Now it’s officially official.
The Rays really, really want out of Tropicana Field and downtown St. Petersburg. They also want out of any understanding — and gag orders — that preclude everybody talking to everybody in the region when it comes to finding a business model-friendly new home for the Tampa Bay Rays.
Stu Sternberg, the Rays’ owner, stated the obvious by going to Tropicana Field to deliver that much-hyped, well-chronicled, long-overdue statement. And he could not have been more clear: “We will consider any site in Tampa Bay, but only as part of a process that considers every ballpark site in Tampa Bay.”

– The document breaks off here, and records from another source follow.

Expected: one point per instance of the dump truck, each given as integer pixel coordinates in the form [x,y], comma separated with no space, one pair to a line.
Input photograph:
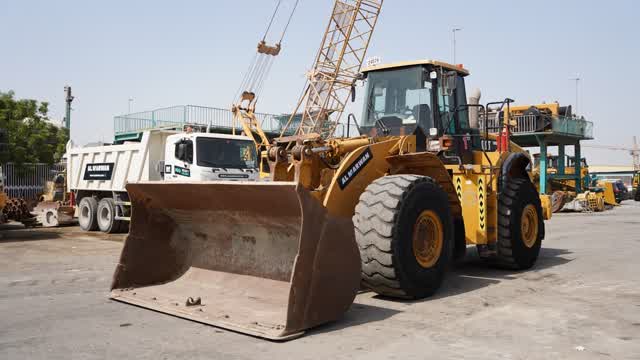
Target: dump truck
[97,176]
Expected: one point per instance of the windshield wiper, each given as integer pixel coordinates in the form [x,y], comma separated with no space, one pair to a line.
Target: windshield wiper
[209,163]
[382,126]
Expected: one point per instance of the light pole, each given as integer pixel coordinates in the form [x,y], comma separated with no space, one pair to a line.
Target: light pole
[454,31]
[577,79]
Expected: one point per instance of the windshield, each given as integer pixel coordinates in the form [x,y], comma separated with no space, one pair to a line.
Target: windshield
[398,97]
[226,153]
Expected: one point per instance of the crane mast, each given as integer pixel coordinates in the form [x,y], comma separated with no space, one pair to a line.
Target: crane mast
[336,68]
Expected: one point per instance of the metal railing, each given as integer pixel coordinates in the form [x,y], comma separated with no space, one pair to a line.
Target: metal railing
[178,116]
[28,181]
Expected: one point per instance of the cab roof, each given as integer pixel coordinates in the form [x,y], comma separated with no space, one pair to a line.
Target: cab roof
[457,68]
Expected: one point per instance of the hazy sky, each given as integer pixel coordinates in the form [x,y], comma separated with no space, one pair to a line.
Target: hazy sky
[164,53]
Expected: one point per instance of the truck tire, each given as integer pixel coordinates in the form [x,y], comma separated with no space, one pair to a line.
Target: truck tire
[88,212]
[106,216]
[404,230]
[520,225]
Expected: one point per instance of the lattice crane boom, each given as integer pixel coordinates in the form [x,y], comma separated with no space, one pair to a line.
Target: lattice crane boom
[337,67]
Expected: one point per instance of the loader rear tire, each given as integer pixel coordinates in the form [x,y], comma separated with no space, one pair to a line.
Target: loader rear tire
[88,213]
[520,225]
[404,230]
[106,216]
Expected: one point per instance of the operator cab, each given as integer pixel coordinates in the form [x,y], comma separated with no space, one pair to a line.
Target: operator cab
[426,98]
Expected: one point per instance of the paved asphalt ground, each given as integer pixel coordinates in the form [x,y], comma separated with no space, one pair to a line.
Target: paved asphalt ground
[582,301]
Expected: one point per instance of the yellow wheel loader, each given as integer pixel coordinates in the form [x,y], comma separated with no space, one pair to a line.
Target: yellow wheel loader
[388,210]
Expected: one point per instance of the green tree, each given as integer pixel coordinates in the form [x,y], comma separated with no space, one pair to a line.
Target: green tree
[29,137]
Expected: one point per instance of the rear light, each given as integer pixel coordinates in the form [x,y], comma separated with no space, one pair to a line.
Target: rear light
[446,143]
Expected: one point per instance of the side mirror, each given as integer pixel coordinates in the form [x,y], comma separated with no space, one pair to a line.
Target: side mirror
[449,82]
[184,151]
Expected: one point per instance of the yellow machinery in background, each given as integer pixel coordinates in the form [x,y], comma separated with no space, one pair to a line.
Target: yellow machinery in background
[636,185]
[388,210]
[3,198]
[563,191]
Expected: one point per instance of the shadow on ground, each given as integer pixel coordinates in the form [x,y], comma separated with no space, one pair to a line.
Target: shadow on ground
[358,314]
[473,273]
[470,275]
[20,234]
[17,233]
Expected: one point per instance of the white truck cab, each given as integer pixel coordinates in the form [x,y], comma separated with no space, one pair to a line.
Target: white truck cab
[210,157]
[97,176]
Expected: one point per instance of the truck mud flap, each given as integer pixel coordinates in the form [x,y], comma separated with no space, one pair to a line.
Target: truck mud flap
[265,259]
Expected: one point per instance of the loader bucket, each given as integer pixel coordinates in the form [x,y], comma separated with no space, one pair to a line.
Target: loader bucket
[265,259]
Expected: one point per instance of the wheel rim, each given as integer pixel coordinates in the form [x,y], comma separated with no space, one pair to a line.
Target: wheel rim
[105,215]
[529,226]
[428,238]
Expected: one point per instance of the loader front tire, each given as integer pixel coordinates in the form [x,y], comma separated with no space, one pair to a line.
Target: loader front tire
[405,233]
[88,213]
[520,225]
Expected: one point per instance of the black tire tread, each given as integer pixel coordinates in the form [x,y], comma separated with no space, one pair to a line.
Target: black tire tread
[504,253]
[377,211]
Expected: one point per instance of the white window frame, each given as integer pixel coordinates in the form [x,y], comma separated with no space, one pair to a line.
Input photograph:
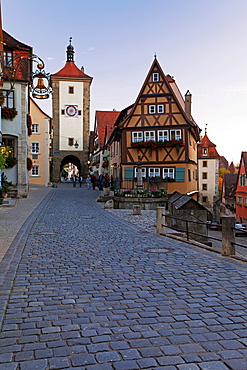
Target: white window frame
[143,172]
[168,172]
[240,199]
[156,77]
[160,108]
[137,136]
[149,135]
[176,133]
[154,172]
[37,126]
[163,135]
[35,147]
[35,171]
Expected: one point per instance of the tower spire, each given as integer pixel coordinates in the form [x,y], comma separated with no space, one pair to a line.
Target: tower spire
[70,51]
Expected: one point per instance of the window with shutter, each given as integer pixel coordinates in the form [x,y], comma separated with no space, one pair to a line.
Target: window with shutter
[180,174]
[128,173]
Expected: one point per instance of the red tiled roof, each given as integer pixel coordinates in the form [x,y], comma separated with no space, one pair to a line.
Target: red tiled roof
[212,151]
[71,70]
[105,120]
[10,41]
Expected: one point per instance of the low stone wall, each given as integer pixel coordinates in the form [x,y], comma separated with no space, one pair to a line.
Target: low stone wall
[144,203]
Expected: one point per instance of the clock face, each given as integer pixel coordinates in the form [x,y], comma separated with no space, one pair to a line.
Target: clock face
[71,110]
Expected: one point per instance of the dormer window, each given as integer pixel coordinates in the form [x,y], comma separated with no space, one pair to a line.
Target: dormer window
[155,77]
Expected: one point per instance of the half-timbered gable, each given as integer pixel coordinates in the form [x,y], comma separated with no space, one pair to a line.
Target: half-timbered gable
[241,190]
[160,132]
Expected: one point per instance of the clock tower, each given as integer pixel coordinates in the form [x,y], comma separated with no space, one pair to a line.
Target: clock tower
[71,117]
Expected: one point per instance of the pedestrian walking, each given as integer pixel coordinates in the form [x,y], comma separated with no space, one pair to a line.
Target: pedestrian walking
[100,181]
[88,182]
[80,180]
[93,181]
[74,181]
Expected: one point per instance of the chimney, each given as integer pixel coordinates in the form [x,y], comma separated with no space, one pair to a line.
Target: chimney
[188,103]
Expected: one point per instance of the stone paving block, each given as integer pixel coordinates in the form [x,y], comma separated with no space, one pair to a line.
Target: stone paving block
[213,365]
[9,366]
[149,363]
[83,360]
[188,367]
[126,365]
[170,350]
[170,360]
[6,357]
[34,365]
[59,363]
[99,347]
[238,364]
[96,367]
[83,304]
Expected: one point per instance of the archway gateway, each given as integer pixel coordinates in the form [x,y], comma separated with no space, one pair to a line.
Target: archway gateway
[74,161]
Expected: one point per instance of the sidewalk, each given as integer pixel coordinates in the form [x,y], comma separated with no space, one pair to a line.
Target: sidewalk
[12,218]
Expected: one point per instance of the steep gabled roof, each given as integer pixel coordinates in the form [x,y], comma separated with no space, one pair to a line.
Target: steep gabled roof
[45,114]
[244,161]
[232,168]
[71,70]
[172,89]
[11,42]
[212,151]
[104,120]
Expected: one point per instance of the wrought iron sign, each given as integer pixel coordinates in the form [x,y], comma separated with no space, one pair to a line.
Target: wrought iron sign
[40,85]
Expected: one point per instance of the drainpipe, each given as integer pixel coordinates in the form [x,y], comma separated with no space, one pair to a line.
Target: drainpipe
[188,97]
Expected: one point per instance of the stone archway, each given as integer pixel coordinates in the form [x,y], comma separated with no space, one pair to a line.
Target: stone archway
[70,159]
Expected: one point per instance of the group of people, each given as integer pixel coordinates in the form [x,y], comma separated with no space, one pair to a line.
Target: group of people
[103,181]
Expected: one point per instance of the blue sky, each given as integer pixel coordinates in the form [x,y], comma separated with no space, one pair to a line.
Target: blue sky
[202,43]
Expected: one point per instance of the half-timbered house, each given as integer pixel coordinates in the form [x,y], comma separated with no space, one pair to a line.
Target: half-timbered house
[241,190]
[159,134]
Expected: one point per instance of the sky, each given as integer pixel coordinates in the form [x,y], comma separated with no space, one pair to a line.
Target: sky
[201,43]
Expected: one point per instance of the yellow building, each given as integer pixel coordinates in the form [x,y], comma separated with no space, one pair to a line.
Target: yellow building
[39,143]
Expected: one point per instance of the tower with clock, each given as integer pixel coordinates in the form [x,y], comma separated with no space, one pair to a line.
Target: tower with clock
[71,117]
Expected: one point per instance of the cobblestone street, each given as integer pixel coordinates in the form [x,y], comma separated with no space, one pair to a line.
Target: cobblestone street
[85,289]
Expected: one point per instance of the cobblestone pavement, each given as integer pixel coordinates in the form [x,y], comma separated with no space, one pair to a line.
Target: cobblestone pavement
[85,289]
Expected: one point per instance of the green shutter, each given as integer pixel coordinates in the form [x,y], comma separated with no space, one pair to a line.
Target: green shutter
[128,173]
[180,174]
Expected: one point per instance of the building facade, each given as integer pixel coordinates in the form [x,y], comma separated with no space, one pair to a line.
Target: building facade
[39,145]
[16,69]
[208,173]
[71,117]
[241,191]
[158,133]
[103,127]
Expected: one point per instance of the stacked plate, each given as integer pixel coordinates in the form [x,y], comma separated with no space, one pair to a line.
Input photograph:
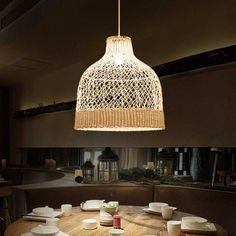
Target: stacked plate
[44,230]
[193,224]
[155,207]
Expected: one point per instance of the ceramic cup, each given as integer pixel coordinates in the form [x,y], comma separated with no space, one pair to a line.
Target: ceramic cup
[114,203]
[116,232]
[174,227]
[52,221]
[89,224]
[166,212]
[66,209]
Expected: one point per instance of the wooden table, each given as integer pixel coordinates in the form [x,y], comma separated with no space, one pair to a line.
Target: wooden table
[134,222]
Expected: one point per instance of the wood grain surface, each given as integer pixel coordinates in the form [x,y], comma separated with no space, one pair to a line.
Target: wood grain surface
[134,221]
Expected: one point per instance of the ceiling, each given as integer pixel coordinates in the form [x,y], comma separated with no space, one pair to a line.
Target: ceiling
[58,33]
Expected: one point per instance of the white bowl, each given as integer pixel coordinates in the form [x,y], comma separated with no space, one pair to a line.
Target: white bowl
[156,206]
[43,211]
[194,222]
[45,230]
[94,203]
[89,224]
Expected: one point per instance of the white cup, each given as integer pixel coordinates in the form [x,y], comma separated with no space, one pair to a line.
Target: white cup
[116,232]
[115,204]
[52,221]
[4,163]
[66,209]
[166,212]
[174,227]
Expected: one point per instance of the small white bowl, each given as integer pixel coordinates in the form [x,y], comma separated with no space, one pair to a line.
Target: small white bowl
[156,206]
[116,232]
[89,224]
[52,221]
[45,230]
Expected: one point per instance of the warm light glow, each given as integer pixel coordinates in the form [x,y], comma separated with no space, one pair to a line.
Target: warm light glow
[119,92]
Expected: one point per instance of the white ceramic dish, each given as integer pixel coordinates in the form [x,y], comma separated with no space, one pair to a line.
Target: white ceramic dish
[209,228]
[43,211]
[85,207]
[45,230]
[32,217]
[91,205]
[158,212]
[194,222]
[60,233]
[89,224]
[156,206]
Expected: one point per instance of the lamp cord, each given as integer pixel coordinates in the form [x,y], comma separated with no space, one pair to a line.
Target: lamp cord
[118,17]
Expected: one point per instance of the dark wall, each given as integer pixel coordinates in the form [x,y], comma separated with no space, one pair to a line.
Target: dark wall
[4,123]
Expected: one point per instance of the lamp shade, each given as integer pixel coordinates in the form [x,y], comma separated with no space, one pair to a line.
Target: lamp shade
[119,92]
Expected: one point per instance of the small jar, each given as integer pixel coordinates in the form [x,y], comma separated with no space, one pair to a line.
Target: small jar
[117,221]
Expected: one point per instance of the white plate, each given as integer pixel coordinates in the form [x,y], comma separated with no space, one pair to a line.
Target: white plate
[60,233]
[31,216]
[45,230]
[148,210]
[208,229]
[86,207]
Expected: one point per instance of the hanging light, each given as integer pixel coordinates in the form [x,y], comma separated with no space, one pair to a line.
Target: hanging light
[119,92]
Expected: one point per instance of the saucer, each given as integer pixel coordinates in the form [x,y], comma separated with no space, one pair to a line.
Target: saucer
[209,228]
[45,230]
[158,212]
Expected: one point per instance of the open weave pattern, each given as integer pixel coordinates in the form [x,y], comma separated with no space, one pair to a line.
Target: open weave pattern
[118,81]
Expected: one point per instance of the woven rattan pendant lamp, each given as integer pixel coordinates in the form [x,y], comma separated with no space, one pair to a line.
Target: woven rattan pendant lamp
[119,92]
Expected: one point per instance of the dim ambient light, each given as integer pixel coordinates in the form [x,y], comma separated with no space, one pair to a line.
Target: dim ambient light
[119,92]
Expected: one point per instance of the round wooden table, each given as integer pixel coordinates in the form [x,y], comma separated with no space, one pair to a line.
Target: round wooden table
[134,222]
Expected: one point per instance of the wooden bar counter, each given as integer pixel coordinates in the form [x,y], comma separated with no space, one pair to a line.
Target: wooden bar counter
[134,222]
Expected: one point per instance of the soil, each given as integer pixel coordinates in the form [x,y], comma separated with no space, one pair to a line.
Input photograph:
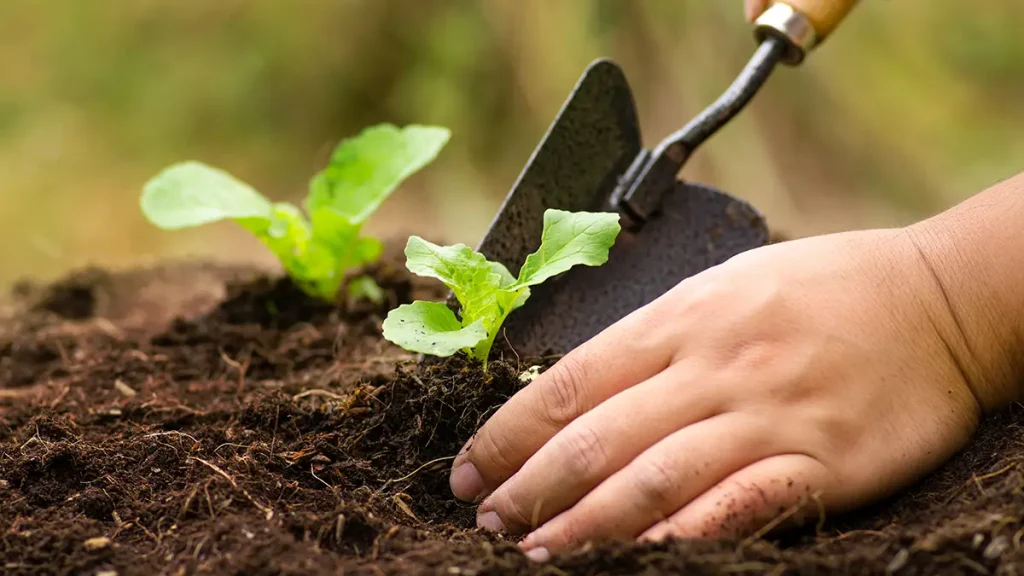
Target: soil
[201,419]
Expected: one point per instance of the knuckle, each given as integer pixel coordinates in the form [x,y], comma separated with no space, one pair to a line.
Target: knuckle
[563,395]
[516,513]
[586,452]
[494,456]
[658,484]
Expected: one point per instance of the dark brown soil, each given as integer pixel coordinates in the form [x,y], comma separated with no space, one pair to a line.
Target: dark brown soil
[197,419]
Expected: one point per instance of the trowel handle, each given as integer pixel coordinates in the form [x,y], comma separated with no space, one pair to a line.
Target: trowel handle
[824,14]
[804,24]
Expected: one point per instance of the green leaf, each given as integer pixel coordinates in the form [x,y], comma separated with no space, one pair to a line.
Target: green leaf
[465,272]
[366,169]
[430,328]
[569,239]
[190,194]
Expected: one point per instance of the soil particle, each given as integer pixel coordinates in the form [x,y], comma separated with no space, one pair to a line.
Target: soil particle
[269,434]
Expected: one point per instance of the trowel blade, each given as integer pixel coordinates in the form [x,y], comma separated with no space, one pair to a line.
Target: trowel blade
[697,228]
[588,147]
[586,152]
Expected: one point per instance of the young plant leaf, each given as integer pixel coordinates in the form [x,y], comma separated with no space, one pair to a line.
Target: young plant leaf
[316,252]
[569,239]
[190,194]
[485,290]
[431,328]
[366,169]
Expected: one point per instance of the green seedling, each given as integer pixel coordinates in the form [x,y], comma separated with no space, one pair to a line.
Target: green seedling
[485,290]
[318,250]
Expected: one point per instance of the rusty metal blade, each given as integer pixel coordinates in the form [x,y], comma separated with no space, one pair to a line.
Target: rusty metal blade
[577,165]
[697,228]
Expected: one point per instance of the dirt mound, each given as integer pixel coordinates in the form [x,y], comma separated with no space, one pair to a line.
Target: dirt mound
[196,419]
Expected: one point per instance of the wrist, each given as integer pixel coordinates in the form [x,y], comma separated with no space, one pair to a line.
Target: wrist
[975,256]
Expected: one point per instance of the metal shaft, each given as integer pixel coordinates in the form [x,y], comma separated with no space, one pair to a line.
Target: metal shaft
[653,173]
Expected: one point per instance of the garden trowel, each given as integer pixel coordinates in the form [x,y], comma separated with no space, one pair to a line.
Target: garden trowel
[592,159]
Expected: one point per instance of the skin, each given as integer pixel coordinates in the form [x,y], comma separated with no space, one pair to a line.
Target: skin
[796,379]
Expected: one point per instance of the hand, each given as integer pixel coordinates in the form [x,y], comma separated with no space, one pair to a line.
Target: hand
[812,375]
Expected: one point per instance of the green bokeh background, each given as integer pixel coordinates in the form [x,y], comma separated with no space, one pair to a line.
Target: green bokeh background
[912,106]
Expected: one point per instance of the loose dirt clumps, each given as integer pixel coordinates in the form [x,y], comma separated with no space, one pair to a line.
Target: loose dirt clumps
[200,419]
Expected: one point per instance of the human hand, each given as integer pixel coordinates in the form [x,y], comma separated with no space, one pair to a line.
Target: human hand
[824,372]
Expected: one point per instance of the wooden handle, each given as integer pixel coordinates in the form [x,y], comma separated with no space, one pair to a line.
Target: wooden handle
[824,14]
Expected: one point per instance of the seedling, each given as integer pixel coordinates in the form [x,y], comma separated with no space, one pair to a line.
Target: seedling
[485,290]
[316,252]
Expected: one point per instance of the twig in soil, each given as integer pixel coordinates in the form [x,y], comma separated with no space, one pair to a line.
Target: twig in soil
[273,435]
[171,433]
[777,521]
[1017,538]
[518,361]
[339,529]
[265,509]
[59,397]
[318,478]
[241,367]
[323,393]
[976,480]
[414,472]
[217,469]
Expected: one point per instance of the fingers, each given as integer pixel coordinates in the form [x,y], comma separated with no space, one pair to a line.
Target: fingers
[597,445]
[774,492]
[754,8]
[660,481]
[629,352]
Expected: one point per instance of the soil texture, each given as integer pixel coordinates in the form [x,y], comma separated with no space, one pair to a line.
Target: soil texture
[201,419]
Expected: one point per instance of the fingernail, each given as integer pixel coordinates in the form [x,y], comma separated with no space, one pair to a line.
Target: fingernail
[489,522]
[466,482]
[539,554]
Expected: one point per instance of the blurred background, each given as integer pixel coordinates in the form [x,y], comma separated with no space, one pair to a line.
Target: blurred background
[912,106]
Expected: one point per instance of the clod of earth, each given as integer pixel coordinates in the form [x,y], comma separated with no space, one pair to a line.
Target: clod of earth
[272,434]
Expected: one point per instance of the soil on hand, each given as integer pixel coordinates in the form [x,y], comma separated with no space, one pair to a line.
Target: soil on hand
[195,419]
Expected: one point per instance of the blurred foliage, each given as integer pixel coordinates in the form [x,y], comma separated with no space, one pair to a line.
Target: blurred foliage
[911,106]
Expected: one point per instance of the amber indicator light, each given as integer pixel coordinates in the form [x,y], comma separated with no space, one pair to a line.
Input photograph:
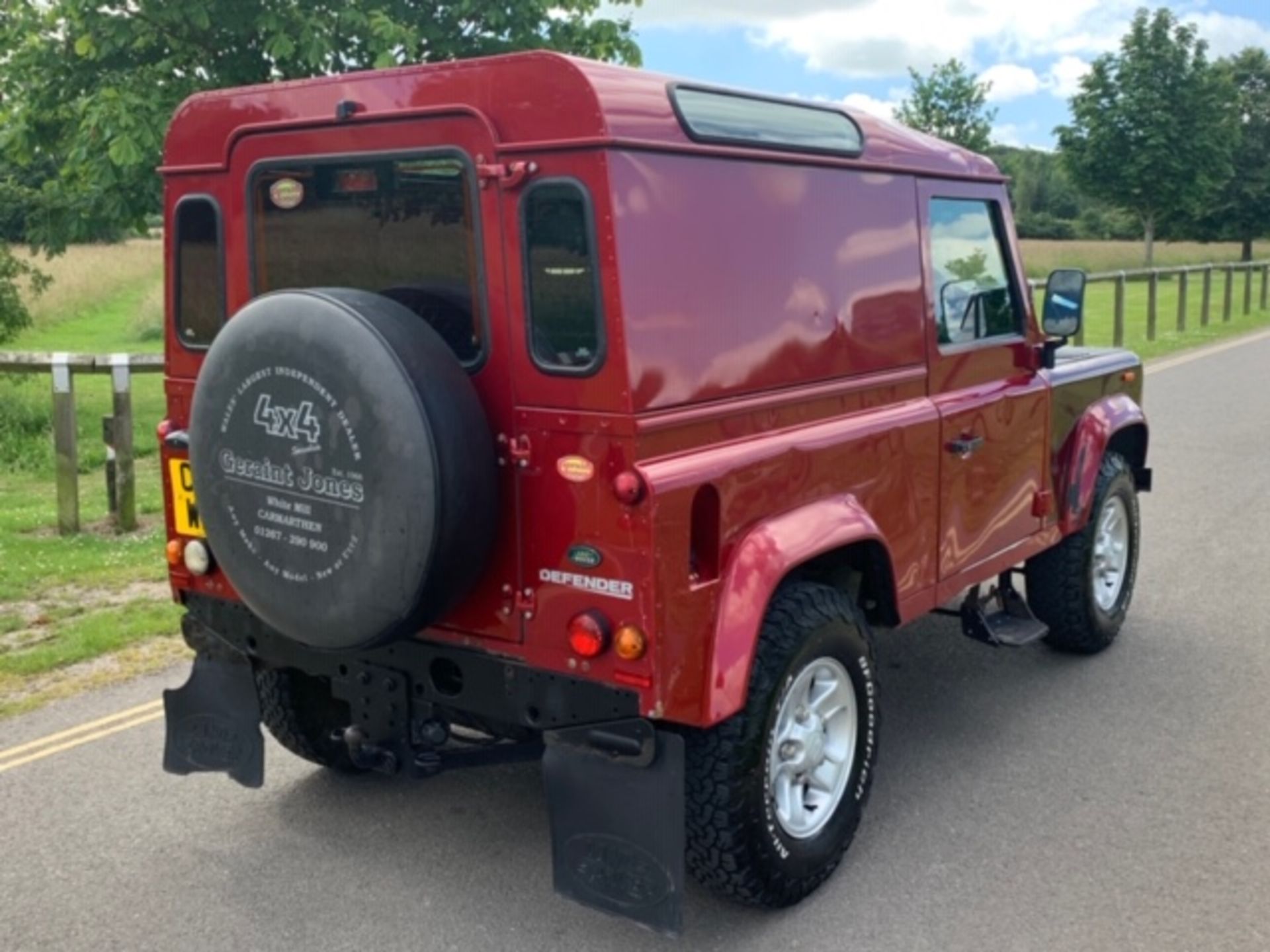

Don’t mistake that discordant reaction you might have heard for a vuvuzela chorus. It was the sound of legal alarms. The Trop contract disallows the Rays from even talking to other cities or landowners about moving the team.
Left unsaid because Sternberg, to his credit, isn’t some carpetbagger playing the infamous leverage-hustle game: “The clock is ticking. We also have a legal bullpen. And we know who our would-be national suitors are. We are a regional asset and a winner incongruously stuck on the fringe of an asymmetrical, hybrid market. We’ve tried to make it work with price-cutting and free parking. We put a lot of dollars into the dome, which amounted to throwing good-will money after bad. And we became winners. Worst-to-first WINNERS! None of it was enough. Our team is among the best in baseball; our attendance among the worst.
“We have to move. Either to the absolute best geographic and demographic site in Tampa Bay, which is likely in Tampa, to be honest, or a favorable one in another market. But if everything isn’t on the table and all parties who want in can’t join the regional conversation, we’re headed to Vegas or Charlotte. Wouldn’t you?
“We’ve done our part. I’m still doing mine. I’ve said what I have to say. Now I’m listening.”